MV is an enveloped RNA virus with a small ~15 kb genome. Given its proven safety profile and natural tumor specificity, the attenuated Edmonston strain is used for oncolytic virotherapy. Other favorable characteristics of MV are a stable genome and cytoplasmic replication. Several preclinical studies with MV in MPM have been completed. The first in vitro experiment used the live attenuated Schwartz strain to evaluate the oncolytic activity and immune response against human mesothelioma cells and normal mesothelial cells. Although in vitro, these results were encouraging for MV-stimulating antitumor immunogenicity. A murine model of mesothelioma was used to study Edmonston strain MV with the insertion of the IFNβ and NIS genes (MV-mIFNβ-NIS). These pathological findings correlated with median survival. Moreover, a peritoneal mesothelioma mouse model showed similar improvements in survival for each virus.
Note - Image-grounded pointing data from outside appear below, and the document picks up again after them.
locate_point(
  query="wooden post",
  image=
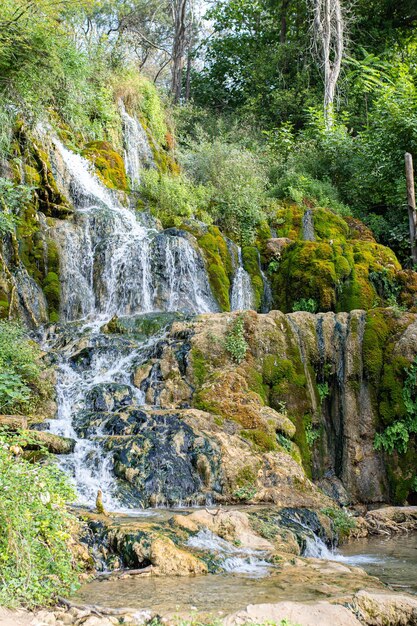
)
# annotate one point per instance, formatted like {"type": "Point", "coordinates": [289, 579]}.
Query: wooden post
{"type": "Point", "coordinates": [411, 201]}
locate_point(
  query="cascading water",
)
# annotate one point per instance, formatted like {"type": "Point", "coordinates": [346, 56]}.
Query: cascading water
{"type": "Point", "coordinates": [137, 152]}
{"type": "Point", "coordinates": [231, 558]}
{"type": "Point", "coordinates": [242, 293]}
{"type": "Point", "coordinates": [112, 263]}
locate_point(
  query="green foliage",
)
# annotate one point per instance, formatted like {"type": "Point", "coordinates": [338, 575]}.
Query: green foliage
{"type": "Point", "coordinates": [397, 435]}
{"type": "Point", "coordinates": [36, 561]}
{"type": "Point", "coordinates": [12, 198]}
{"type": "Point", "coordinates": [21, 384]}
{"type": "Point", "coordinates": [284, 442]}
{"type": "Point", "coordinates": [305, 304]}
{"type": "Point", "coordinates": [312, 434]}
{"type": "Point", "coordinates": [237, 183]}
{"type": "Point", "coordinates": [323, 391]}
{"type": "Point", "coordinates": [235, 343]}
{"type": "Point", "coordinates": [342, 522]}
{"type": "Point", "coordinates": [174, 198]}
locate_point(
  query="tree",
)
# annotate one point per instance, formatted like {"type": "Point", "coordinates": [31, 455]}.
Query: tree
{"type": "Point", "coordinates": [329, 40]}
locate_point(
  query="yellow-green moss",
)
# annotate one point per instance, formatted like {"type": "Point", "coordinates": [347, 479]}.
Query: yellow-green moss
{"type": "Point", "coordinates": [219, 265]}
{"type": "Point", "coordinates": [250, 259]}
{"type": "Point", "coordinates": [108, 163]}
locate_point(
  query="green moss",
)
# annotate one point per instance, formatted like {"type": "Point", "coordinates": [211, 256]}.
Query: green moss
{"type": "Point", "coordinates": [256, 383]}
{"type": "Point", "coordinates": [266, 442]}
{"type": "Point", "coordinates": [108, 163]}
{"type": "Point", "coordinates": [199, 365]}
{"type": "Point", "coordinates": [276, 370]}
{"type": "Point", "coordinates": [250, 259]}
{"type": "Point", "coordinates": [336, 270]}
{"type": "Point", "coordinates": [219, 265]}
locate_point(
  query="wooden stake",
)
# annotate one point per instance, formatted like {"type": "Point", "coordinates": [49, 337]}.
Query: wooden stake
{"type": "Point", "coordinates": [411, 200]}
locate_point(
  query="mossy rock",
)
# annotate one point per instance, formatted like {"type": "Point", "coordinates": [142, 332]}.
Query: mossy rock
{"type": "Point", "coordinates": [219, 264]}
{"type": "Point", "coordinates": [337, 276]}
{"type": "Point", "coordinates": [108, 163]}
{"type": "Point", "coordinates": [250, 259]}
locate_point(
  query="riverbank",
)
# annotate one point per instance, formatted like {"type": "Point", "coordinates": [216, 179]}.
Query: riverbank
{"type": "Point", "coordinates": [240, 564]}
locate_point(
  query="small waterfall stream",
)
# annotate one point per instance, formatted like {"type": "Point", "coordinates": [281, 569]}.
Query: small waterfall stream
{"type": "Point", "coordinates": [138, 152]}
{"type": "Point", "coordinates": [242, 292]}
{"type": "Point", "coordinates": [114, 262]}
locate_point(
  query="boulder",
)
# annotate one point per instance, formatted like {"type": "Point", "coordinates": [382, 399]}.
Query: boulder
{"type": "Point", "coordinates": [319, 614]}
{"type": "Point", "coordinates": [168, 560]}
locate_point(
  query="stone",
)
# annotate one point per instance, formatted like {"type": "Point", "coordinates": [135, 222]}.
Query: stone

VSV is an RNA virus in the Rhabdoviridae family and it has no known pathogenesis in humans. This virus lacks pre-formed immune response, which is an advantage when introducing VSV as an oncolytic virus. Recombinant VSV engineered to express IFNβ (VSV-IFNβ) augments both the antiviral defense in healthy tissue and the immune response against tumor cells. Several preclinical studies have evaluated VSV-IFNβ against mesothelioma. A murine model of subcutaneous and intraperitoneal tumors injected with VSV-IFNβ has shown reduced tumor growth and increased survival compared to controls.
NDV is enveloped and has a negative-sense, single-stranded RNA genome of approximately 15 kb. This virus causes serious disease in fowl but only mild disease in humans. Similar to VSV, the tumor specificity of NDV is dictated through a defective type I IFN pathway in tumor cells. A preclinical study in mesothelioma with NDV engineered to express GFP showed effective oncolysis against multiple mesothelioma cell lines in vitro. Animals receiving multiple treatments had decreased tumor burden and long life. A phase I trial using a replication-competent NDV enrolled 79 patients with advanced solid malignancies, including 2 cases of mesothelioma. A posttreatment tumor biopsy showed active NDV replication.